3. Ayat ketiga tentang susunan singgasana Baitul Muqaddas. Sesungguhnya Aku mengatur singgasana di dalam baitul muqaddas. Itu adalah rumah, tempat yang Aku sucikan. Berada dalam kontholnya adam. Dalam konthol itu ada pringsilan/buah pelir, diantara pringsilan itu ada nutfah yaitu mani, didalam mani ada itu ada madi, di dalam madi ada wadi, didalam wadi itu ada manikem, dalam manikem ada itu ada rahsa, dalam rahsa itu ada aku, tidak ada Tuhan selainn Aku, Dzat yang meliputi semua keadaan, bertakhta dalam nukat gaib, turun menjadi jauhar awal. Disitulah alam ahadiyat berada /alam wahdah dan alam wahidiyat, alam arwah, alam misal, alam ajsam, dan alam insan kamil, menjadi manusia sempurna yaitu sifatku yang sejati.
Setelah memahami firman Tuhan diatas, maka bijaksanalah dalam hati sebagai perwujudan syukur karena telah menerima anugerah. Anugerah itu adalah pemahaman tentang Dzat Tuhan, yakni menerima sifat sebagai hamba yang telah manunggal dengan Tuhan tanpa batas dalam badan kita.
Penjelasan dari ayat di atas
adalah sebagai berikut:
Pertama, tentang unsur-unsur yang terdapat dalam Baitul Makmur, artinya
rumah yang makmur.
Kepala adalah bentuk lahir dari
Baitul Makmur.
1.
Otak adalah keadaan
kontha, yang dapat menarik terangnya cahaya dan merupakan pembuka bagi
pemahaman tentang Dzat.
2.
Manik adalah keadaan
pramana, memperjelas warna, dan menjadi pangkal penglihatan.
3.
Budi adalah keadaan
pranawa, memperjelas kehendak, dan menjadi pangkal dalam berbicara.
4.
Nafsu adalah keadaan
hawa, memperjelas suara, dan menjadi pangkal bagi pendengaran.
5.
Suksma adalah keadaan
nyawa, memperjelas cipta, dan menjadi pangkal penciuman.

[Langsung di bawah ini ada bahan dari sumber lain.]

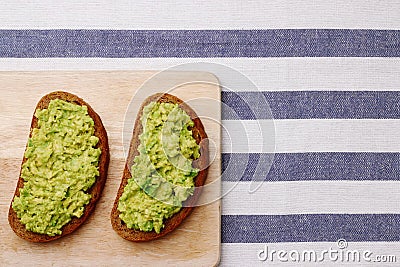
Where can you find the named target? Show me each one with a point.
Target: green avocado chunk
(61, 165)
(162, 173)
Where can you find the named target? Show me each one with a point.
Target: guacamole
(61, 165)
(162, 173)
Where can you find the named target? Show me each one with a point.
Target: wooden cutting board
(115, 96)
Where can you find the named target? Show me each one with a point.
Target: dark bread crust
(95, 190)
(201, 163)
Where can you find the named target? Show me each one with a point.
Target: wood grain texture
(115, 95)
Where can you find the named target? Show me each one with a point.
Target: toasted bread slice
(95, 190)
(201, 163)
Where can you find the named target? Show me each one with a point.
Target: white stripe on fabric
(314, 135)
(180, 14)
(268, 74)
(235, 254)
(311, 197)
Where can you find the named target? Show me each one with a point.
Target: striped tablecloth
(330, 74)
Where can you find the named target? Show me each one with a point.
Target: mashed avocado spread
(61, 165)
(162, 173)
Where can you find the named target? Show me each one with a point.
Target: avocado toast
(58, 186)
(153, 201)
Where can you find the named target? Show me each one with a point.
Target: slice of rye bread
(96, 188)
(201, 163)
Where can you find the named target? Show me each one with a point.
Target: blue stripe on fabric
(311, 166)
(311, 105)
(200, 43)
(310, 228)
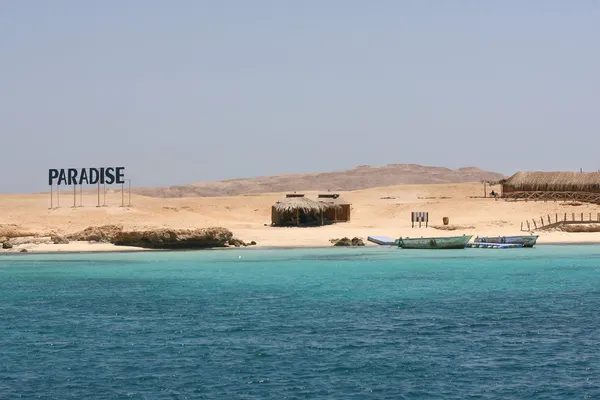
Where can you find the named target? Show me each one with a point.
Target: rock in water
(175, 238)
(357, 242)
(104, 233)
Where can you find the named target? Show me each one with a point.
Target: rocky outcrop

6. Rahsa adalah keadaan atma, memperjelas kuasa, dan menjadi pangkal bagi perasaan.
Berdasarkan penjelasan diatas, maka para guru yang mengajarkan tentang susunan singgasana dalam baitul makmur ini berpesan agar tidak makan otak dan manik. Bahkan jangan sampai ada keinginan untuk makan kesuanya. Manfaatnya, menurut pengalaman yang sudah-sudah, ilmunya akan diterima.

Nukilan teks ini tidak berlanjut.